Barrie Corless
- Full name: Barrie James Corless
- Born: 7 November 1945 (age 80) Booton, Norfolk, England

Rugby union career
- Position: Centre

International career
- Years: Team / Apps / (Points)
- 1976–78: England / 10 / (4)

= Barrie Corless =

England international rugby union player

Barrie James Corless (born 7 November 1945) is an English former rugby union international.

Born in Booton, Norfolk, Corless is an old boy of Wymondham College.

Corless played his rugby in the West Midlands, starting his career with Birmingham RFC. He next played for Coventry and in 1976 was called up for England to play at centre against the touring Wallabies at Twickenham. England won the match and he had a second half try, chasing his own kick to score. In the weeks after the match he signed a contract with Moseley, as Coventry were unable to give him regular games as a centre, which is where he needed to be playing to push for further selection. He featured in all of England's matches in the 1977 and 1978 Five Nations.

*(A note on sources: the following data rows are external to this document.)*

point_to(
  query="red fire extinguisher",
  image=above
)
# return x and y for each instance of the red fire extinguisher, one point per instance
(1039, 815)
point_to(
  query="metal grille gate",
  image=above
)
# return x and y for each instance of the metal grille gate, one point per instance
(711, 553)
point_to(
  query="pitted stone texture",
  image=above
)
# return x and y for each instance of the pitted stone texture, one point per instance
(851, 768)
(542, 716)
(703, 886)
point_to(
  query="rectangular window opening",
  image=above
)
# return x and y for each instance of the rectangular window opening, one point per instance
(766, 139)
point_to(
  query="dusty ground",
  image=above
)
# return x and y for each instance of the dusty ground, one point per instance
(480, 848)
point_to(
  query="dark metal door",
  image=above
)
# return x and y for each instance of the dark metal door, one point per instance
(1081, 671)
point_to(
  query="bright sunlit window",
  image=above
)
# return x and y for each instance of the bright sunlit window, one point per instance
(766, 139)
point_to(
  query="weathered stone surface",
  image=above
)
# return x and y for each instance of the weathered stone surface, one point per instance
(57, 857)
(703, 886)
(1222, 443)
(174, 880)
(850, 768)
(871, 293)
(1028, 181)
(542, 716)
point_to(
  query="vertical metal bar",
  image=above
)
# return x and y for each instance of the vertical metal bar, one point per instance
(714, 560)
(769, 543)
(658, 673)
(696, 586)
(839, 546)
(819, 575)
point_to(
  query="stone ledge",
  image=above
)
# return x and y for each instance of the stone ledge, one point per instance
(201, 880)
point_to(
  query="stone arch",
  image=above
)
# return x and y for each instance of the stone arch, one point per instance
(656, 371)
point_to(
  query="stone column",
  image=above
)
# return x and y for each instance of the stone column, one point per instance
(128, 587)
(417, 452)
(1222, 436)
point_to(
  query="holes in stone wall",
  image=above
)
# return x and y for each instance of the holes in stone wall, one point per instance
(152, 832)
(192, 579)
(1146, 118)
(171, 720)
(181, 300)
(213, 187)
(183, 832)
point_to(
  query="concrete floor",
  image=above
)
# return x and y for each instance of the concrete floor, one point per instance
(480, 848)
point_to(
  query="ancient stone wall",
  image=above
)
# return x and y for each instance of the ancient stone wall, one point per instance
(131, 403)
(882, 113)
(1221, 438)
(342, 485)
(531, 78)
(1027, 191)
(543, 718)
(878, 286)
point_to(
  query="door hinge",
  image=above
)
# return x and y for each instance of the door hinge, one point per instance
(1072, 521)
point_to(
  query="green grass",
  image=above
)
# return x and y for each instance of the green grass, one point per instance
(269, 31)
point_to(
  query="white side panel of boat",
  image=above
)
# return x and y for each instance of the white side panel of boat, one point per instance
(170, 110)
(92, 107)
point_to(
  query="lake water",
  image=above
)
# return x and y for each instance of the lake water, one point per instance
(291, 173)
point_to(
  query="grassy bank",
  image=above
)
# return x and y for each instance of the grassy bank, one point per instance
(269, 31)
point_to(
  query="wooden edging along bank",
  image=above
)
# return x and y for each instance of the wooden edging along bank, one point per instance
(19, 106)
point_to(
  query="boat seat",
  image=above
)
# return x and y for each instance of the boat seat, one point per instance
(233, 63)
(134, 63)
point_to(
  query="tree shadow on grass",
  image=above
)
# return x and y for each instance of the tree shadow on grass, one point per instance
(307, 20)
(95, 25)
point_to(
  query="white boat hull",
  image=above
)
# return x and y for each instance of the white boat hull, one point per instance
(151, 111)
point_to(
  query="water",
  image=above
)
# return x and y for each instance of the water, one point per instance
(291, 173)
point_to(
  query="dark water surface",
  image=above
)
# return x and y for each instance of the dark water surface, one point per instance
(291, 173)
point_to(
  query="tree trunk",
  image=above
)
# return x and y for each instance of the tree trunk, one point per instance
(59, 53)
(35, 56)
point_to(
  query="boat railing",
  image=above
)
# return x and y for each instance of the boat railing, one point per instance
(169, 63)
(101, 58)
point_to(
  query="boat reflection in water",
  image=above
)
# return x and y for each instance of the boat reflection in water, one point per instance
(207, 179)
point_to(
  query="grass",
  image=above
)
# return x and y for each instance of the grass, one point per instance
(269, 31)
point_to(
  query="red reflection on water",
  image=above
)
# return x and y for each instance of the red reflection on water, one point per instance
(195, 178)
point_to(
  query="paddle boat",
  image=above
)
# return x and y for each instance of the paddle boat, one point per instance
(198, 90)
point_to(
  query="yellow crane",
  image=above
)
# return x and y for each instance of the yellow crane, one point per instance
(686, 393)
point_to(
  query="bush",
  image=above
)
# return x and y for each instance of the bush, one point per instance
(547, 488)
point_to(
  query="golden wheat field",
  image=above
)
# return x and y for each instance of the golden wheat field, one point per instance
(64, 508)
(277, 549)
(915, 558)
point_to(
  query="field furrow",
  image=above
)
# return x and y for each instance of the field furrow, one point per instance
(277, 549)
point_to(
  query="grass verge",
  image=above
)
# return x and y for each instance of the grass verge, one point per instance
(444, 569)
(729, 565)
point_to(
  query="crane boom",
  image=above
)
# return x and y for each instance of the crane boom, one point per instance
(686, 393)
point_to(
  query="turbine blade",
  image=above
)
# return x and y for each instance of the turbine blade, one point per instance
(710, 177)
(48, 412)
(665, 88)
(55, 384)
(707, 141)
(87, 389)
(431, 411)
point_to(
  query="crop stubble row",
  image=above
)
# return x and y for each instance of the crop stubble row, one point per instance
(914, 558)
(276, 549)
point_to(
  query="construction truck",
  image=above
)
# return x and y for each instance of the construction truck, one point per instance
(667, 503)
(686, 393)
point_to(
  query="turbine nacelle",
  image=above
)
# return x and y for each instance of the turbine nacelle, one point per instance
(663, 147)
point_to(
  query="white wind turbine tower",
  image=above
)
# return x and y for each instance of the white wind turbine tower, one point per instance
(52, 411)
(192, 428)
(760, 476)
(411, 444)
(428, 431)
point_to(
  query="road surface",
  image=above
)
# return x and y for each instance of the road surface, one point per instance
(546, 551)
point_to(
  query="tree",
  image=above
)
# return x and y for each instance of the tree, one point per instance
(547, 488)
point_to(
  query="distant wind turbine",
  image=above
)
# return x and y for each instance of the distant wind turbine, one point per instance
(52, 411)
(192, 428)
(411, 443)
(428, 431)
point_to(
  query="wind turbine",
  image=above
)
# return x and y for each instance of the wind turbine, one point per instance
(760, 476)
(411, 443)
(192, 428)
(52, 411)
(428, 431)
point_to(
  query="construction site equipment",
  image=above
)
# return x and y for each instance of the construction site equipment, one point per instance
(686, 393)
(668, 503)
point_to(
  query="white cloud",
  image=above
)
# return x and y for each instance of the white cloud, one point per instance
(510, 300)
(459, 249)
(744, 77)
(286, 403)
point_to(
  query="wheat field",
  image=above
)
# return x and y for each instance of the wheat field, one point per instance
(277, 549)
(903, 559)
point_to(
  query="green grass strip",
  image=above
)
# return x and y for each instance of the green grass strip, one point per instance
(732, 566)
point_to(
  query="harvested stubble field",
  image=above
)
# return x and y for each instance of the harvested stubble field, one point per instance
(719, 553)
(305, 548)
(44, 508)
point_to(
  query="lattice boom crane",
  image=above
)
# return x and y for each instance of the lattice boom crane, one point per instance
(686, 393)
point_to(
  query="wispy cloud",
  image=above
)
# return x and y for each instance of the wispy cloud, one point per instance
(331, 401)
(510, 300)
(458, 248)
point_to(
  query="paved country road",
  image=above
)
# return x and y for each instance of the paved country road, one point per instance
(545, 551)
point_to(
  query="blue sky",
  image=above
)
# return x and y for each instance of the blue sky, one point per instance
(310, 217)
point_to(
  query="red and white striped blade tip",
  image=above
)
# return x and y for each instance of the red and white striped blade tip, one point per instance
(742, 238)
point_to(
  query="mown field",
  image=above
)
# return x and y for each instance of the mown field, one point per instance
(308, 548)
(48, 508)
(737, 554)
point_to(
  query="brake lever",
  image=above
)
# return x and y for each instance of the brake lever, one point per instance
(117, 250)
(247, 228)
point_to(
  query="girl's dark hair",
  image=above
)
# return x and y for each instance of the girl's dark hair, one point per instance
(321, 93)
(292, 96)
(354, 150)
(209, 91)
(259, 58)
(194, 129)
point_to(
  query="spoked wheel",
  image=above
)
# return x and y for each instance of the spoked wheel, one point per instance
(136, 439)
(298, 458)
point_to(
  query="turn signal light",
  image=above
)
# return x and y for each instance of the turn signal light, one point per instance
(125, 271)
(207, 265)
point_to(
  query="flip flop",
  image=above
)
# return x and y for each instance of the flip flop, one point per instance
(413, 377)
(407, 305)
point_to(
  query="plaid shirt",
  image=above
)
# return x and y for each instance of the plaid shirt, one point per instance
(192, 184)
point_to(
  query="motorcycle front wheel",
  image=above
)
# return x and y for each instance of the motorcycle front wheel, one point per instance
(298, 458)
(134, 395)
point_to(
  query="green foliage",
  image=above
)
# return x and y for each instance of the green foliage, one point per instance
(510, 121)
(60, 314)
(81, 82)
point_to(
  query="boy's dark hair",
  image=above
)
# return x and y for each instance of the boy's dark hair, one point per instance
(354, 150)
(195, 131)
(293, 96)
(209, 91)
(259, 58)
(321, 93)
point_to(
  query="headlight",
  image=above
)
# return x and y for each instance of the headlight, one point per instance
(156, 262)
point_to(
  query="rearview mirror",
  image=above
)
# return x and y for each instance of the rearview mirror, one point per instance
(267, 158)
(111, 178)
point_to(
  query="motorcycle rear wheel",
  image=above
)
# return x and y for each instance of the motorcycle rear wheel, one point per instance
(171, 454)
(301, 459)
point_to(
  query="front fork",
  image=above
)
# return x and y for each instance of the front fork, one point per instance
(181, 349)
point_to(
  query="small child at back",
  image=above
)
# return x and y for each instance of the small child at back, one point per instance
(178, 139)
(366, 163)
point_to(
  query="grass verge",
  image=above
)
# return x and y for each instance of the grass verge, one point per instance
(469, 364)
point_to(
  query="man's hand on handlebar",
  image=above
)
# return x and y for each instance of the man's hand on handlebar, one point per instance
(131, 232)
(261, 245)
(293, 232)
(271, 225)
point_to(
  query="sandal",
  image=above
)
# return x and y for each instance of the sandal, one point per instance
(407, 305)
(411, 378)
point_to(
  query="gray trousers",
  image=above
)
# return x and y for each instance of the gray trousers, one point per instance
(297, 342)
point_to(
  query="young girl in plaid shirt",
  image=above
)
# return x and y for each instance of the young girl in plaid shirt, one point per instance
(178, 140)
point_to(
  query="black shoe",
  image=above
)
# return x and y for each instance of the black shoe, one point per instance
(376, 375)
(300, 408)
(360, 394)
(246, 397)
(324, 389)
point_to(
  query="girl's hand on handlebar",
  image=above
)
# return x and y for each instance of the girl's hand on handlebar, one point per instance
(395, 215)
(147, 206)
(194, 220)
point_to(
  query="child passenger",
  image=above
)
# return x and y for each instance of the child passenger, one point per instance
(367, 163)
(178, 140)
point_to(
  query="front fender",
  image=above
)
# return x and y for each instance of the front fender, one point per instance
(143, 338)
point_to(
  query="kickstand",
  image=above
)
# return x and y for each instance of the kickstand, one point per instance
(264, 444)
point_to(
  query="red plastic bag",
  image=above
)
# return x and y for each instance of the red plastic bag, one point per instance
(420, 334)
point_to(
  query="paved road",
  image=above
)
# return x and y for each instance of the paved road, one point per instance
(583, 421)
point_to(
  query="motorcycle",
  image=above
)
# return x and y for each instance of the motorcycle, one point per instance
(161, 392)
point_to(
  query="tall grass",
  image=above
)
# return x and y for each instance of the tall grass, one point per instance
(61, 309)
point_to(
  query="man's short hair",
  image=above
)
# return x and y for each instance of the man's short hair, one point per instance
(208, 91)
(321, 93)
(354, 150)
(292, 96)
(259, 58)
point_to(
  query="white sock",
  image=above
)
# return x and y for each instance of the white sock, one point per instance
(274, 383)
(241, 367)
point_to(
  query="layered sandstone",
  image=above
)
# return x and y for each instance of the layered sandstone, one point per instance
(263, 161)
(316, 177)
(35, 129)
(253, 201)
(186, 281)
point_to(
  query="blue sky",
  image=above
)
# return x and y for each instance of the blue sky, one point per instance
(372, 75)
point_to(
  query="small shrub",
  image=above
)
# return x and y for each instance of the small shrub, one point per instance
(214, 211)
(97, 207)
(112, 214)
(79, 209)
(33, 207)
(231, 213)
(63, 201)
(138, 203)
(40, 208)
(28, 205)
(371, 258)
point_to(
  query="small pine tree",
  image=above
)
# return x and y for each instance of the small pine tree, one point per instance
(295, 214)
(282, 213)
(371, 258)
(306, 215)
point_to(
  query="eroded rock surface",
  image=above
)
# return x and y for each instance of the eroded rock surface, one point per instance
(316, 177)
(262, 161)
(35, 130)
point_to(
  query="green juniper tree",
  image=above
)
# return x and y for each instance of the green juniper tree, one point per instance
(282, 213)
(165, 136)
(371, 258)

Following a period of coaching for RFU Midlands, Corless came to Northampton as an administrator in 1988, a position which ultimately become coaching director. He helped the club rise from the bottom of League Two to earn League One promotion and make a Pilkington Cup final, before he left in 1993. A less successful stint followed as coaching director at Gloucester and he then returned to Moseley, to fill the same position.